Managh v Morrison (Dandelion Limited) HC Napier CIV-2009-441-000522

Case

[2011] NZHC 1357

5 August 2011

No judgment structure available for this case.

IN THE HIGH COURT OF NEW ZEALAND NAPIER REGISTRY

CIV-2009-441-000522

UNDER  The Companies Act 1993 and Property Law

Act 2007

IN THE MATTER OF     The liquidation of Dandelion Limited

BETWEEN  JOHN FRANCIS MANAGH AS LIQUIDATOR OF DANDELION LIMITED (IN LIQUIDATION) Applicant

AND  CHRISTOPHER WILLIAM MORRISON

& GREGORY MICHAEL MORRISON AS THE TRUSTEES OF THE C W MORRISON FAMILY TRUST

First Defendants

AND  CHRISTOPHER WILLIAM MORRISON

& PETER CLENNELL FENWICKE AS THE TRUSTEES OF THE C W MORRISON 1996 BUSINESS TRUST Second Defendants

Appearances: K P Sullivan for Applicant

M Kelly for Defendants

Judgment:      5 August 2011 at 5:00 PM

JUDGMENT OF COURTNEY J

Solicitors:           Nowland Gordon & Associates, P O Box 70, Wellington 6011

Fax: (04) 499-5181

Counsel:             K P Sullivan, P O Box 5817, Wellington 6145

Fax: (04)499-4059
M Kelly, P O Box 5844, Wellesley Street, Auckland

Fax: (09) 377-0361

MANAGH V MORRISON HC NAP CIV-2009-441-000522 5 August 2011

[1]      On  11  July  2011  I  delivered  a  decision  in  which  I  determined  that  the assignment of a cause of action by a company (Dandelion Ltd) a year before its liquidation was a voidable transaction for the purposes of s 292 of the Companies Act 1993.  The liquidators had also sought, in the alternative, a declaration under the Property Law Act 2007 that the assignment was a nullity.  Because of the shortness of time available to me and my conclusion in relation to s 292 of the Companies Act

1993, I did not go on to consider that alternative application.

[2]      The defendants have now sought to have me recall my judgment on the ground that I also failed to deal with their cross-application for leave to apply under s

284 for directions.  The defendants wish to appeal my decision and seek to have both matters dealt with in the same judgment.  The liquidator was opposed to the recall of the judgment but indicated that if it was to be recalled, then the issue of costs should also be determined.

[3]      The  time  for  appealing  the  judgment  will  expire  in  a  few  days.    One (attractive) option was to deal with the defendants’ application for leave to apply for directions in a separate judgment but Mr Kelly, for the defendants, resisted this.
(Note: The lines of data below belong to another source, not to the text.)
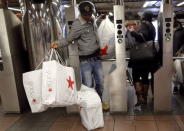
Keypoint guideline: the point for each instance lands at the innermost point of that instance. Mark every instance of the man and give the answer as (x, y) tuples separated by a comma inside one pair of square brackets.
[(142, 68), (178, 47), (84, 33)]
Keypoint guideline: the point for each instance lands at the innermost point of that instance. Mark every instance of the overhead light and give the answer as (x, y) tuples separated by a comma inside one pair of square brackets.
[(15, 9), (179, 4)]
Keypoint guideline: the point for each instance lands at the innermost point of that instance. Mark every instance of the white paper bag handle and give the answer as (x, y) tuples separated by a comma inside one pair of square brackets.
[(49, 52), (58, 58)]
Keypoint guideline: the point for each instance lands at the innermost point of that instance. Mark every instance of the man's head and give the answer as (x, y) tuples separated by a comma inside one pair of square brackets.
[(86, 9), (147, 16)]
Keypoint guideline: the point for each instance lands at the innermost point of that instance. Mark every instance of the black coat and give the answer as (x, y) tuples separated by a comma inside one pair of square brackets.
[(147, 30), (178, 41)]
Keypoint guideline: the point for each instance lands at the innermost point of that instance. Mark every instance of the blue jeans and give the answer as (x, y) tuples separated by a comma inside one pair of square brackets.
[(92, 74)]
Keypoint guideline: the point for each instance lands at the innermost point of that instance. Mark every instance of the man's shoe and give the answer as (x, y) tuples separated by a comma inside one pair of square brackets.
[(175, 90), (105, 107)]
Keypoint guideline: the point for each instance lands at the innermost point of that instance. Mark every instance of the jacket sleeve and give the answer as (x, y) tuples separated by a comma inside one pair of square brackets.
[(73, 35)]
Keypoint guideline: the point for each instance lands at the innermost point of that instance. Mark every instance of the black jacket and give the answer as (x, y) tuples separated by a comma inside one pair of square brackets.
[(147, 30), (178, 41)]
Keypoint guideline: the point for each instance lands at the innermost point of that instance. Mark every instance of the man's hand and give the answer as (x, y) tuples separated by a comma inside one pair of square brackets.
[(54, 45), (103, 16)]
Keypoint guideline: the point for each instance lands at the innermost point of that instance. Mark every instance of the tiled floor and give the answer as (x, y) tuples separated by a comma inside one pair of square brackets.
[(57, 119)]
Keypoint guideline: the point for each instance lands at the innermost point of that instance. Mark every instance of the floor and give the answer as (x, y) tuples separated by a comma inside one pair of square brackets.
[(56, 119)]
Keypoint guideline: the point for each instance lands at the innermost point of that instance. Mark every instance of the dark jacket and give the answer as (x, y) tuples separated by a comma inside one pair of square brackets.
[(147, 30), (178, 41)]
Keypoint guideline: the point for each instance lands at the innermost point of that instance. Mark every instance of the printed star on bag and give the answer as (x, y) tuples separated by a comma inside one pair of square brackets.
[(70, 83), (50, 90), (104, 50), (34, 100)]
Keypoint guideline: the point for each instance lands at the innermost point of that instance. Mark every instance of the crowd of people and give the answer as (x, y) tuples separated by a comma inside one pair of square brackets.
[(84, 33)]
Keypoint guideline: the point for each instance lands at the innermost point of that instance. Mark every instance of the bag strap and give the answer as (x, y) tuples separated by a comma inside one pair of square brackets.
[(48, 53)]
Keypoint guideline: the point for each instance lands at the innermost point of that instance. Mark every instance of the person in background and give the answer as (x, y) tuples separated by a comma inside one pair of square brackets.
[(141, 69), (84, 33), (178, 44)]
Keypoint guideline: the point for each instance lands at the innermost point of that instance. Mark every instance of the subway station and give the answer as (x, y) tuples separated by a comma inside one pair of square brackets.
[(97, 65)]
Both defendants are trusts controlled by Christopher Morrison who is bankrupt and anxious to avoid unnecessary expenditure such as the substantial filing fee which would be required on a separate appeal.

[4]      There is provision for the recall of a judgment under r 11.9 of the High Court Rules.    It  is,  however,  a step  that  is  not  taken  lightly and  usually only in  the circumstances recognised in Horowhenua County v Nash (No 2).[1]     One of those circumstances is where, for some very special reason, justice requires that the judgment be recalled.   I note that in at least one previous case this ground was regarded as a ground of recall where the Judge had failed to deal with an issue raised

at the hearing.[2]

[1] Horowhenua County v Nash (No 2) [1968] NZLR 632 at 633.

[2] Brake v Boote HC Christchurch M286/89, 27 March 1991.

[5]      I an conscious that my decision in this case was given under time constraints and it is unnecessary and unfair for my omission to cause further cost and inconvenience to the parties.

[6]      I therefore make an order recalling the judgment.  A fresh judgment covering the additional issues will be delivered as soon as possible.